Neandertal died out some 30,000 years ago, leaving as the only representative of the Homo genre, the Sapiens, that is to say: Us!
If it is not difficult to conceive the joint existence of several kinds of equids, donkeys, zebras, horses, or canids, however, our self-centered mind struggles to get used to the idea that the genus from which we come was diversified and that other beings, like us but of another species, shared this earth with us.
That was the past.
For the future, we have imagined a lot of possibilities to produce ourselves, without reproducing ourselves; our fertile brains have indeed generated all sorts of replicas of us, more or less similar.
From C3PO to the Terminator, the cinema has echoed very powerful robots with a rather ungraceful appearance, most often characterized by a very human manicheism. However, the situation has improved considerably with the emergence of more modern androids, such as in Westworld or Ex machina, or with the handsome Jude Law in AI.
But what is the origin of this urge to create robots when there are millions of us looking for work?
The most basic answer is that we want to do certain tasks better and faster. Basically, when humans invented the plow, it was to dig furrows better and faster, so there is nothing new here; only the plow did not have two eyes and ears. So what is it about owning a machine that looks like ourselves that fascinates us?
Dare we say that it satisfies a more primal and less avowed instinct which is that of being able to command another being without being labeled a slaver? The irony of this is that the commonly accepted fantasy about robots and artificial intelligence is that of seeing them take over from humans, which means that bad intentions are like money: To lend it, you have to have it!
However, our boiling neurons can only conceptualise robots in our physical world. Even if the brain of these machines is endowed with an artificial intelligence, evolving and learning by itself, it is necessary, pragmatically, that at some point someone screws something.
But that was then, because even before we have succeeded in creating robots that we could confuse with real humans, here come the Metahumans.

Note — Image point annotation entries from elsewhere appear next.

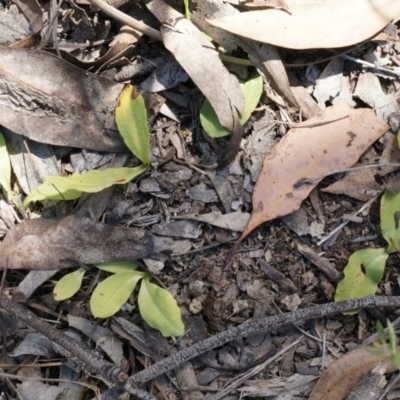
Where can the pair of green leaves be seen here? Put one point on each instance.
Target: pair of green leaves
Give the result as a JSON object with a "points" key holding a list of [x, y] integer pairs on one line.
{"points": [[131, 119], [252, 90], [365, 268], [156, 305]]}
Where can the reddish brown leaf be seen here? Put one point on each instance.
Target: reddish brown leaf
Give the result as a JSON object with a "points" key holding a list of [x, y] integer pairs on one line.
{"points": [[334, 139], [342, 375]]}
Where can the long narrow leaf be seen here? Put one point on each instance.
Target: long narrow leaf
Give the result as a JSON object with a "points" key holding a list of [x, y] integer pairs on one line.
{"points": [[72, 187], [5, 170], [111, 294], [116, 267], [160, 310], [68, 285], [47, 191], [95, 181], [131, 119]]}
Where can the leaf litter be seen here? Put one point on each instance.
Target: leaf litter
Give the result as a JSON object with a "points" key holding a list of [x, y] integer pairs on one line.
{"points": [[234, 187]]}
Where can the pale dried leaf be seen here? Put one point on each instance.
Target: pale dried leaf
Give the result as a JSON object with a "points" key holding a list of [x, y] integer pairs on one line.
{"points": [[202, 64], [359, 184], [343, 374], [332, 140], [317, 24]]}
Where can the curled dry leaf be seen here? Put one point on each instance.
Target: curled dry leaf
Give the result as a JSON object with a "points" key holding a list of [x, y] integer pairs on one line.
{"points": [[334, 139], [59, 243], [342, 375], [317, 24], [65, 107]]}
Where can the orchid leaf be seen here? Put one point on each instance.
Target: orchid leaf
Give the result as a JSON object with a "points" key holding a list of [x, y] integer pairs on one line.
{"points": [[159, 309], [362, 274], [252, 90], [68, 285], [111, 294], [390, 219], [131, 119]]}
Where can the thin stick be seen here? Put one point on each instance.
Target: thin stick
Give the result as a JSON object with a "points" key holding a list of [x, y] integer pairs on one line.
{"points": [[257, 325]]}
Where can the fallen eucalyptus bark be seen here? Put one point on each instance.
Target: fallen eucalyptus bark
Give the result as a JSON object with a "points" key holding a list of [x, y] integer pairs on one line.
{"points": [[60, 243], [64, 107]]}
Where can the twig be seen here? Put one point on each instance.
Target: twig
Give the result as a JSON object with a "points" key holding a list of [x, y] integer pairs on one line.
{"points": [[247, 375], [263, 324], [126, 19]]}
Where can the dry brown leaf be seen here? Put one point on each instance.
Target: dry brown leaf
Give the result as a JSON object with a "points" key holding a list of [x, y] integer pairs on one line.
{"points": [[334, 139], [342, 375], [59, 243], [64, 106], [316, 24]]}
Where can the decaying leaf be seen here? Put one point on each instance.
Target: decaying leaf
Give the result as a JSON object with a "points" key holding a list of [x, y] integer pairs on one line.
{"points": [[159, 309], [343, 374], [131, 118], [65, 107], [311, 25], [201, 61], [332, 140], [362, 274], [390, 215], [59, 243]]}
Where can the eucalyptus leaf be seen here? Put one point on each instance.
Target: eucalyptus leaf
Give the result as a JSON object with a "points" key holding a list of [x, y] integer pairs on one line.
{"points": [[111, 294], [118, 266], [390, 218], [362, 274], [131, 119], [159, 309], [252, 90], [68, 285]]}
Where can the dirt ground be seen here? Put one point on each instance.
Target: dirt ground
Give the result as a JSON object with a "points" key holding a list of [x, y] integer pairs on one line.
{"points": [[284, 265]]}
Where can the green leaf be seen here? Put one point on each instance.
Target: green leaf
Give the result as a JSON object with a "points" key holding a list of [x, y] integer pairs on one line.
{"points": [[390, 219], [252, 90], [381, 332], [71, 187], [159, 309], [68, 285], [118, 266], [111, 294], [5, 171], [47, 191], [131, 119], [362, 274]]}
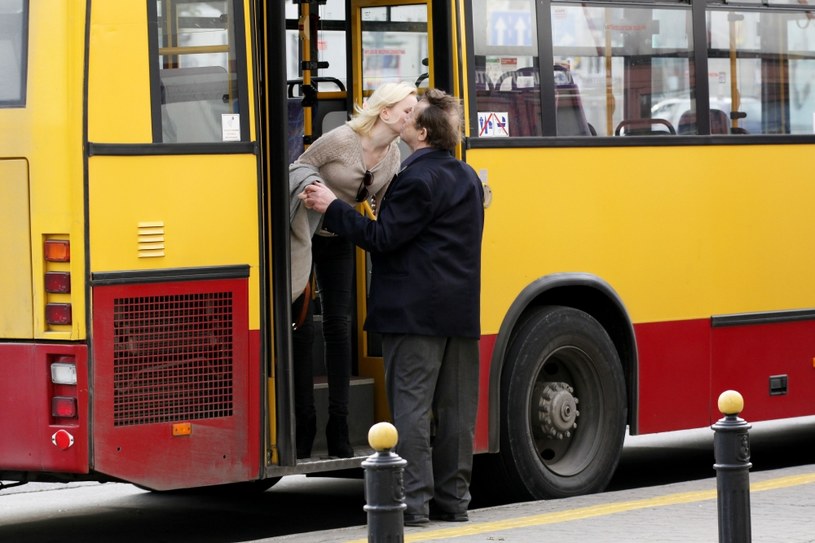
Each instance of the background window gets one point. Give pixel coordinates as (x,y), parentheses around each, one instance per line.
(198,71)
(13,22)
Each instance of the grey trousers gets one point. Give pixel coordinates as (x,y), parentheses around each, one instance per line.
(433,381)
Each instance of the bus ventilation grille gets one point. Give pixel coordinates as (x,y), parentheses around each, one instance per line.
(172,358)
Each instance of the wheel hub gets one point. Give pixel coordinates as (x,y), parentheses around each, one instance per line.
(557,410)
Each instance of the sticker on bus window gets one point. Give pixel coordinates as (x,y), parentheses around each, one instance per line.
(493,124)
(230,127)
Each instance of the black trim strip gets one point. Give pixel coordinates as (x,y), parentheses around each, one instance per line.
(637,141)
(770,317)
(239,271)
(154,149)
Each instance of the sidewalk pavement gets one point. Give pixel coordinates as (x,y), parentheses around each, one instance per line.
(782,506)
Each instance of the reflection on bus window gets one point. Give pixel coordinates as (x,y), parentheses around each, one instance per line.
(394,45)
(762,71)
(628,63)
(199,81)
(507,77)
(12,52)
(330,44)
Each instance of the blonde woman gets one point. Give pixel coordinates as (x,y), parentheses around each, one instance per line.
(357,162)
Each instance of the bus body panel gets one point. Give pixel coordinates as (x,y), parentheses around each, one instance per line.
(33,438)
(16,289)
(685,245)
(173,377)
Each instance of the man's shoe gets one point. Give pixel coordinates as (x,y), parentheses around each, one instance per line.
(416,520)
(450,517)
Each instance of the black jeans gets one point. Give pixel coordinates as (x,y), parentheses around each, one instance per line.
(333,259)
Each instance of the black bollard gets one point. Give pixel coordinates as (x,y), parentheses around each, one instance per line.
(731,449)
(384,487)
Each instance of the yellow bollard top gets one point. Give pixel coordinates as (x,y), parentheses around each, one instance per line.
(382,436)
(731,402)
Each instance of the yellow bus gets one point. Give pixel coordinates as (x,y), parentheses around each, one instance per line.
(647,239)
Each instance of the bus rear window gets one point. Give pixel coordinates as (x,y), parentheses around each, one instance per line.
(13,31)
(198,72)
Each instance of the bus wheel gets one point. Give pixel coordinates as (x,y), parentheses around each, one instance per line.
(563,406)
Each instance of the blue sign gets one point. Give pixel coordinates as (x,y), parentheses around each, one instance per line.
(510,28)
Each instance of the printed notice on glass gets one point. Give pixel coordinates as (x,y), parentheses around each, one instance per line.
(493,124)
(230,127)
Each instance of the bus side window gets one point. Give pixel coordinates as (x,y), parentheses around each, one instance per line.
(192,102)
(200,72)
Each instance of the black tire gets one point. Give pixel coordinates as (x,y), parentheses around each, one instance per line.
(563,406)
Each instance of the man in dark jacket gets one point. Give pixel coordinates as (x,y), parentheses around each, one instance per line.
(425,249)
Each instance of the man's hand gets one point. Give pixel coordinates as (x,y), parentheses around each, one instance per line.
(317,197)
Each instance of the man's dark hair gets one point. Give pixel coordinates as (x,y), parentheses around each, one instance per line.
(441,117)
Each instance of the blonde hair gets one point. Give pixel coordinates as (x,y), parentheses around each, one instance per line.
(385,96)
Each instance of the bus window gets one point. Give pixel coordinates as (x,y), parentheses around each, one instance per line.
(198,76)
(630,64)
(761,70)
(330,44)
(394,45)
(12,52)
(506,68)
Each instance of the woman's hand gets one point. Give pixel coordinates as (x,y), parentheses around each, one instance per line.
(317,197)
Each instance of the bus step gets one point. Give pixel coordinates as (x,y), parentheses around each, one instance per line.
(360,409)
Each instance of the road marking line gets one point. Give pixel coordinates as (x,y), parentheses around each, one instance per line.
(595,511)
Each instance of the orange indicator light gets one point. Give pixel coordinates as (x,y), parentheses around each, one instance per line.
(182,429)
(57,250)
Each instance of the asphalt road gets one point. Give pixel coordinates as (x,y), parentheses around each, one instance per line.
(121,513)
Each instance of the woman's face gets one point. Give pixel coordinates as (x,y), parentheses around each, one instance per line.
(401,111)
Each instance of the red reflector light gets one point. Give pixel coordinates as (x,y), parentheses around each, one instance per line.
(58,282)
(63,407)
(57,250)
(58,313)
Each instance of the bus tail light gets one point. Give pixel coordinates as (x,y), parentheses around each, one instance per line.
(57,250)
(63,372)
(58,282)
(58,313)
(63,407)
(63,391)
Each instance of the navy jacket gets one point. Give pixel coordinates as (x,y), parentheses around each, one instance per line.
(425,248)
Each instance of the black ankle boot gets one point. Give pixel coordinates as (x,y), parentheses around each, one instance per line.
(306,429)
(336,433)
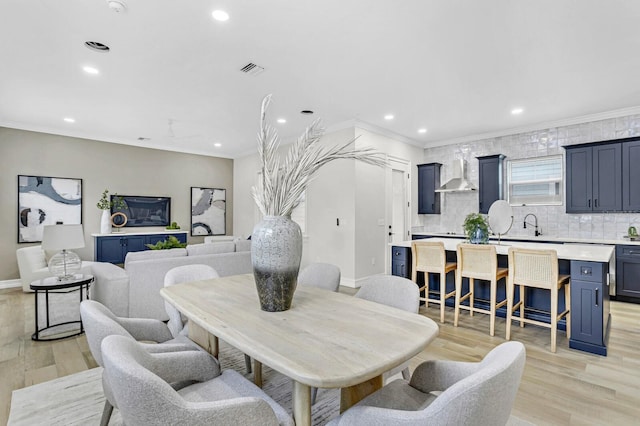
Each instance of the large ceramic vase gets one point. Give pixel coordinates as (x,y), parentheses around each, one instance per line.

These beings are only virtual. Their appearance is up to you and as they don't have the constraints of physical life, they look like you, me, your neighbor.
And the uses are infinite and breathtaking.
No more characters in a movie that don't match the mental image you had of them when you read the novel. Moreover, why pay actors millions to act, when you can, without casting, directly manufacture the character?
Your chatbots will finally correspond to an embodied after-sales service just for you and Hallelujah, no more need to be on time for your Zoom meetings, just send your double.
The revolution is that soon we will all be able to generate offspring according to our desires thanks to Unreal Engine, and frankly I'm looking forward to trying, even if I'm also looking forward to seeing real humans on stage, since we are still far from the physical robot. The virtual trend, I'm convinced, will take over, satisfying our primary needs, leaving the physical field to objects that look like objects, which these robots are after all.